Participation models mirror citywide festivals tied to civic engagement, drawing performers from ensembles like Chamber Music Society of Lincoln Center, community choirs analogous to Gay Men's Chorus of Washington, D.C., brass bands in the tradition of The Roots of Music and immigrant music collectives reflecting communities from Dominican Republic, Puerto Rico, China, Nigeria, and India. Economic impact studies of comparable arts festivals show benefits for small businesses, restaurants, and neighborhood merchants in commercial corridors such as Astoria, Jackson Heights, Coney Island, and Greenwich Village. Community impact also includes arts education outreach that partners with organizations akin to Doris Duke Charitable Foundation grantees and initiatives modeled on collaborations with conservatories and public schools.

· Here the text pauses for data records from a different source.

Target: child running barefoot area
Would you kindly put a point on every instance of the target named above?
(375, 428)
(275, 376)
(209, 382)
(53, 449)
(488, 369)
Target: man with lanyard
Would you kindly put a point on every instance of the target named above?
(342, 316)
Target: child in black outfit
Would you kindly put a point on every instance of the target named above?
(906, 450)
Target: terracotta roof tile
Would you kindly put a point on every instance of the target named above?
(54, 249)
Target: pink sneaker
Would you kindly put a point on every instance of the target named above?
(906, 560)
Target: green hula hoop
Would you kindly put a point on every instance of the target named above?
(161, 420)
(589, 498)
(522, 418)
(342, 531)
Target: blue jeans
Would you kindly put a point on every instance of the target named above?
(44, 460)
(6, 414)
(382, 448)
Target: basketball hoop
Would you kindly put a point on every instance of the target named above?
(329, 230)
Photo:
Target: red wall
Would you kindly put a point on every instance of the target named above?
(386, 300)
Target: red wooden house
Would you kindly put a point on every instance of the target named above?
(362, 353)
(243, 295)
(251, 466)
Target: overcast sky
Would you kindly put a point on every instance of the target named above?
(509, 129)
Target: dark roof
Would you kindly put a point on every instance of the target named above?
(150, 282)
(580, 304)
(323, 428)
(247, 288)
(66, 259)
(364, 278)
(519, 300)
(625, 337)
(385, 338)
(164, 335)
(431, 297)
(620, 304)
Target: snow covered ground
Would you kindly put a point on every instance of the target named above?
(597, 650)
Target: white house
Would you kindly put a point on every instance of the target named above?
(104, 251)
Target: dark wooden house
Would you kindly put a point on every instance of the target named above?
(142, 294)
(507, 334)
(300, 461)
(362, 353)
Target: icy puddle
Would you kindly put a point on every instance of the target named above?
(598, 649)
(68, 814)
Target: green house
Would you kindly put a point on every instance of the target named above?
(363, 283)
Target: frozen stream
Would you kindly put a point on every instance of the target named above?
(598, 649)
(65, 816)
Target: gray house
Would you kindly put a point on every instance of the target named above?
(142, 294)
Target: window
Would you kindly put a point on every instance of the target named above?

Notable moments often involve cross-venue collaborations with institutions and artists of national prominence—examples in spirit include pop-up sets involving musicians with ties to St. Vincent (musician), David Byrne, Alicia Keys, and classical figures associated with Metropolitan Opera or New York Philharmonic. The festival has showcased experimental projects similar to programs presented at MoMA PS1, collaborative sound art aligned with Lincoln Center Out of Doors, and large-scale community choruses evocative of projects produced by HERE Arts Center and National Sawdust.
Reviews and commentary in outlets comparable to The New York Times, The New Yorker, Pitchfork, NPR, and The Village Voice praise the festival's accessibility and civic reach, while critics drawn from cultural commentators referencing debates similar to those around gentrification in Brooklyn and urban festivalization raise concerns about noise, crowding, permit equity, and the balance between professional and amateur performers. Discussions also engage policy forums like hearings before the New York City Council and advocacy from arts unions and associations similar to the American Federation of Musicians.